Sci-fi Author Ray Bradbury Says Space Missions Inspire Humanity
Posted on: Friday, 16 April 2004, 06:00 CDT
By MATTHEW FORDAHL
SAN FRANCISCO (AP) -- Human exploration of the moon and Mars will move humanity beyond terrorism and war, inspiring the public in much the same way as Europeans who explored North America 500 years ago, author Ray Bradbury said Thursday.
Bradbury praised President Bush's initiative to return humans to the moon by 2020 and later land astronauts on the Red Planet. He spoke before a presidential commission reviewing the president's proposal. The panel is to make recommendations to NASA and the president in June.
"If you sell it on the basis of a new freedom, a new movement away from the politics and horror and terror on Earth, I think people will recognize how (important) that is," Bradbury said.
Bradbury, 83, faced skeptical questions from some commission members.
Commissioner Paul Spudis, a visiting scientist at the Lunar and Planetary Institute in Houston, asked how space exploration could be sold to the "practical side" of the American public. Another panel member noted that many people complain about spending money on space exploration when there are many more pressing problems on Earth.

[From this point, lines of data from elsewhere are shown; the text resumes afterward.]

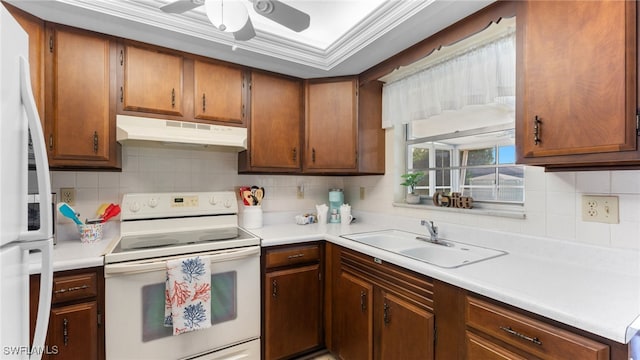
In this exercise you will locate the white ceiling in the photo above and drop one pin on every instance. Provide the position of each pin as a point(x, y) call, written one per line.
point(345, 37)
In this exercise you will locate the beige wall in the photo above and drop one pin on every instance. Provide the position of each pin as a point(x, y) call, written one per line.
point(552, 207)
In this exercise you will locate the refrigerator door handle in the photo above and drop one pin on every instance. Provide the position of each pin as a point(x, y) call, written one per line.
point(40, 154)
point(44, 299)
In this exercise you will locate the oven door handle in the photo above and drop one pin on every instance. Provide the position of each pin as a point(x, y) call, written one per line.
point(161, 264)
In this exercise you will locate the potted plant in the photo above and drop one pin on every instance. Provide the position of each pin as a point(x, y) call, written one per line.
point(410, 181)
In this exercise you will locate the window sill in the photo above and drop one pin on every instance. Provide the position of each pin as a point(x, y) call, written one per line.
point(512, 214)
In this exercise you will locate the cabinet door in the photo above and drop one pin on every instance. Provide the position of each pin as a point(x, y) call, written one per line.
point(577, 82)
point(406, 329)
point(218, 93)
point(80, 109)
point(73, 331)
point(479, 348)
point(354, 318)
point(276, 119)
point(152, 81)
point(331, 126)
point(293, 311)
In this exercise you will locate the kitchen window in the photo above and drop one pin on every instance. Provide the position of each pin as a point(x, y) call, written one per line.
point(456, 111)
point(479, 164)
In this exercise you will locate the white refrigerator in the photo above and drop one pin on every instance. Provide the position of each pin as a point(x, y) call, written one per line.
point(18, 115)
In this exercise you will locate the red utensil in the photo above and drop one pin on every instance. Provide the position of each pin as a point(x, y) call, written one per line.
point(110, 212)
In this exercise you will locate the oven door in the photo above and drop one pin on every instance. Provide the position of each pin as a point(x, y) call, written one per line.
point(134, 301)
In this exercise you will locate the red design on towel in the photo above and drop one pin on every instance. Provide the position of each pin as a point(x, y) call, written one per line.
point(203, 292)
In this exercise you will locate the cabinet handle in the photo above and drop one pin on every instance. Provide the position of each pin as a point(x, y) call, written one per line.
point(95, 142)
point(274, 289)
point(510, 331)
point(536, 130)
point(386, 314)
point(75, 288)
point(65, 331)
point(363, 301)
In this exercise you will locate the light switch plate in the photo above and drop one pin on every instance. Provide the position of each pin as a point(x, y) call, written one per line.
point(603, 209)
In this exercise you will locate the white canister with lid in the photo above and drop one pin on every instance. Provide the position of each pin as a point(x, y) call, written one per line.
point(252, 217)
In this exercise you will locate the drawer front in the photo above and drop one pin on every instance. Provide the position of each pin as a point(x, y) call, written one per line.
point(74, 287)
point(533, 336)
point(292, 256)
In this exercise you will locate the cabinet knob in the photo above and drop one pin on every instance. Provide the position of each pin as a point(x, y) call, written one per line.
point(510, 331)
point(274, 289)
point(536, 130)
point(204, 103)
point(95, 142)
point(65, 331)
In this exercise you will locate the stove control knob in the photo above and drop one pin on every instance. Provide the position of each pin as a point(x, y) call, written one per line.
point(134, 207)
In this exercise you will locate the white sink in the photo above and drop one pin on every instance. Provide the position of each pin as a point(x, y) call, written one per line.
point(452, 255)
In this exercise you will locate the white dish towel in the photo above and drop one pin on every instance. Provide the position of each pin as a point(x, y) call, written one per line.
point(188, 294)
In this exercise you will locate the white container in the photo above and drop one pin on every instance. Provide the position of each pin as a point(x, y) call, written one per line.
point(252, 217)
point(90, 233)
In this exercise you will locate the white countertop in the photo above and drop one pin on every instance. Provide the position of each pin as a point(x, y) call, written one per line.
point(591, 288)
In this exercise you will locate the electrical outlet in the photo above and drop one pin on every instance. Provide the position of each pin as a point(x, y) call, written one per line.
point(68, 195)
point(602, 209)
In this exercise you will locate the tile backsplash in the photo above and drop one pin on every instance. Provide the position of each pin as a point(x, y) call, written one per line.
point(552, 204)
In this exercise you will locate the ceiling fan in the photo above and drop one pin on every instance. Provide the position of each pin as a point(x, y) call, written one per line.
point(232, 16)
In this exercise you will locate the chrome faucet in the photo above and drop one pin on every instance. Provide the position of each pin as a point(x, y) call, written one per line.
point(433, 229)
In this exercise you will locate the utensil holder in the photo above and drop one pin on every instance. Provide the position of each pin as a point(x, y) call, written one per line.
point(90, 233)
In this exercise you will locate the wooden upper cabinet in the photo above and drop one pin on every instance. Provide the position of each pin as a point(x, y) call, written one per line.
point(219, 92)
point(576, 100)
point(153, 81)
point(275, 125)
point(80, 106)
point(331, 126)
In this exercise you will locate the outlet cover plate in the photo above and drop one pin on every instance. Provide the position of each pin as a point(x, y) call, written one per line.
point(68, 195)
point(598, 208)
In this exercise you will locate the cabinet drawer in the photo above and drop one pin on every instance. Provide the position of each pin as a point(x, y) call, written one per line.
point(533, 336)
point(291, 256)
point(74, 287)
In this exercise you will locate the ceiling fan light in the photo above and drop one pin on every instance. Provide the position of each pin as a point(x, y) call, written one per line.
point(227, 15)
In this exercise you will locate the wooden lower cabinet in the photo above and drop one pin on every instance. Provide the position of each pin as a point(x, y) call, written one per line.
point(75, 321)
point(507, 334)
point(292, 300)
point(380, 311)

Bradbury said $1 billion a day is spent on war and conflicts. President Bush's proposal, announced in January, would be funded by $1 billion in new NASA funding each of the next five years.
"If we take one day each year and spend it on space travel, we could do it," Bradbury said via a satellite link from Los Angeles.
Bradbury said such challenges did not stop Spain and England from supporting explorers such as Christopher Columbus and John Cabot.
"All sorts of problems hadn't been solved," Bradbury said. "If they had stayed there, there wouldn't have been an America."
The panel also wondered whether public support would dwindle if astronauts were killed on interplanetary missions.
Bradbury, who wrote about the human colonization of Mars in "The Martian Chronicles," said thousands of people died exploring North America.
"You simply do not give up," he said.